07 February 2010

Echoes: Verse 5, Paul Laurence Dunbar

Longing
by Paul Laurence Dunbar

If you could sit with me beside
     the sea to-day,
And whisper with me sweetest
     dreaming o'er and o'er;
I think I should not find the
     clouds so dim and gray,
And not so loud the waves com-
    plaining at the shore.

If you could sit with me upon the
    shore to-day,
And hold my hand in yours as in
    the days of old,
I think I should not mind the chill
    baptismal spray,
Nor find my hand and heart and
    all the world so cold.

If you could walk with me upon
    the strand to-day,
And tell me that my longing love
    had won your own,
I think all my sad thoughts would
    then be  put away,
And I could give back laughter
    for the Ocean's moan!

Paul Laurence Dunbar (June 27, 1872 - February 9, 1906) was a seminal African-American poet in the late 19th and early 20th century.

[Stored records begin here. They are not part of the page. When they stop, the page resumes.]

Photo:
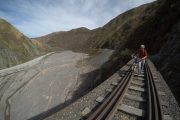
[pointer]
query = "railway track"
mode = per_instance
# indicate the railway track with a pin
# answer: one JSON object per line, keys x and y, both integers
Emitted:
{"x": 134, "y": 98}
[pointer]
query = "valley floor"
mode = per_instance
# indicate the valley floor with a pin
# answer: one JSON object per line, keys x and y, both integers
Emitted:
{"x": 35, "y": 87}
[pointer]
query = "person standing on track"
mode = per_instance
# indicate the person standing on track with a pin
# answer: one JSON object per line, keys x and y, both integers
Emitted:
{"x": 141, "y": 56}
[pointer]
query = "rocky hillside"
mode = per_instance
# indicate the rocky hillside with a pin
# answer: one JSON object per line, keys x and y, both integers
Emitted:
{"x": 155, "y": 24}
{"x": 15, "y": 48}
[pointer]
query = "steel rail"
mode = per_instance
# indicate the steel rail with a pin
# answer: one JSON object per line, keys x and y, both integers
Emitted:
{"x": 108, "y": 108}
{"x": 154, "y": 106}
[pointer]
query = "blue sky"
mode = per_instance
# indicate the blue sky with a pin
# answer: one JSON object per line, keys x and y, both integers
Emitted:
{"x": 35, "y": 18}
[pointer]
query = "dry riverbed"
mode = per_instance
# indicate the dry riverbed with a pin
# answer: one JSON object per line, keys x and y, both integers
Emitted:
{"x": 37, "y": 86}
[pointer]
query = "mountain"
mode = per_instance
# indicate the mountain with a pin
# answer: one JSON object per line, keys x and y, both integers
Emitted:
{"x": 15, "y": 48}
{"x": 74, "y": 39}
{"x": 157, "y": 25}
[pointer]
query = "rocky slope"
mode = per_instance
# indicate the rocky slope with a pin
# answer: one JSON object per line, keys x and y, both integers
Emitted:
{"x": 155, "y": 24}
{"x": 15, "y": 48}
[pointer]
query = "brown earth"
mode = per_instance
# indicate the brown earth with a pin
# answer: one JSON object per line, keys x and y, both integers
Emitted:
{"x": 155, "y": 24}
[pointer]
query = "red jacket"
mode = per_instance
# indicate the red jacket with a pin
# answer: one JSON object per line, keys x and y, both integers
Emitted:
{"x": 141, "y": 53}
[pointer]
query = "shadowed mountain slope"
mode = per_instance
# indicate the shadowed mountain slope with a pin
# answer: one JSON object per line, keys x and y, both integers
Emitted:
{"x": 155, "y": 24}
{"x": 15, "y": 48}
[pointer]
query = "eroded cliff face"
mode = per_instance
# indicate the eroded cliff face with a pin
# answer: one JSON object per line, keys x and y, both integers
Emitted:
{"x": 155, "y": 24}
{"x": 15, "y": 48}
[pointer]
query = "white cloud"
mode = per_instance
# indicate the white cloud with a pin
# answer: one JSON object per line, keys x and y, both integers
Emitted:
{"x": 35, "y": 18}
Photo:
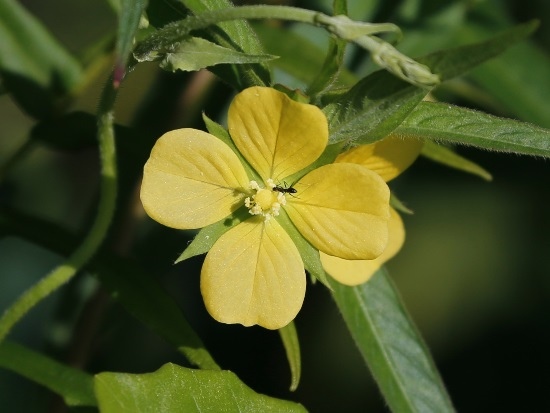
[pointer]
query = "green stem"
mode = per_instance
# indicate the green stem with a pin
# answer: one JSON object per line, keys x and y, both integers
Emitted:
{"x": 163, "y": 41}
{"x": 338, "y": 25}
{"x": 95, "y": 237}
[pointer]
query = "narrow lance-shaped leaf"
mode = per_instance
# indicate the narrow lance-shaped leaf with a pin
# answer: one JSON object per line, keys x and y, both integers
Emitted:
{"x": 195, "y": 53}
{"x": 237, "y": 35}
{"x": 447, "y": 123}
{"x": 75, "y": 386}
{"x": 391, "y": 346}
{"x": 180, "y": 390}
{"x": 446, "y": 156}
{"x": 379, "y": 103}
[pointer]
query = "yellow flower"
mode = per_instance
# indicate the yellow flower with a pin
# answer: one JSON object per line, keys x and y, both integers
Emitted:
{"x": 254, "y": 273}
{"x": 388, "y": 158}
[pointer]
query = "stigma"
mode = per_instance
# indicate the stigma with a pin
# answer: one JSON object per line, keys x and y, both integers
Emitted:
{"x": 265, "y": 201}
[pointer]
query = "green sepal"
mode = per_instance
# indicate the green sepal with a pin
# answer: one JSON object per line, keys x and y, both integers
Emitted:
{"x": 328, "y": 156}
{"x": 448, "y": 157}
{"x": 176, "y": 389}
{"x": 289, "y": 337}
{"x": 131, "y": 14}
{"x": 452, "y": 124}
{"x": 194, "y": 53}
{"x": 207, "y": 236}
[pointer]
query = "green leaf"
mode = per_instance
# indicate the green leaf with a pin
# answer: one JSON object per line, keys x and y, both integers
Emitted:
{"x": 447, "y": 123}
{"x": 236, "y": 35}
{"x": 75, "y": 386}
{"x": 176, "y": 389}
{"x": 195, "y": 53}
{"x": 455, "y": 62}
{"x": 376, "y": 105}
{"x": 35, "y": 68}
{"x": 136, "y": 290}
{"x": 130, "y": 16}
{"x": 448, "y": 157}
{"x": 289, "y": 337}
{"x": 298, "y": 56}
{"x": 519, "y": 81}
{"x": 391, "y": 346}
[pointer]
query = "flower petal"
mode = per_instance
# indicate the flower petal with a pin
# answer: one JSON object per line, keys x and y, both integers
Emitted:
{"x": 192, "y": 179}
{"x": 342, "y": 210}
{"x": 388, "y": 157}
{"x": 275, "y": 134}
{"x": 254, "y": 275}
{"x": 355, "y": 272}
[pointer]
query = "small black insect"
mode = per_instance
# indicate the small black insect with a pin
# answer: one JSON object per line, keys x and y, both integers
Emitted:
{"x": 284, "y": 189}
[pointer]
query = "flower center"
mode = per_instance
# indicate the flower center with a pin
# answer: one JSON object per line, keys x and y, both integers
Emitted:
{"x": 265, "y": 201}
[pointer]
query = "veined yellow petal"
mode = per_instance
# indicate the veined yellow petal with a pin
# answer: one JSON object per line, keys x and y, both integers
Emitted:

Dunbar gained national recognition for his 1896 Lyrics of a Lowly Life. Born in Dayton, Ohio to parents who had escaped from slavery, Dunbar died from tuberculosis at 34.

Dunbar, Paul Laurence.  "Longing."  The Collected Poetry of Paul Laurence Dunbar.  Ed. Joanne M. Braxton.  Charlottesville:  Universty of Virginia Press, 1993.  p. 21.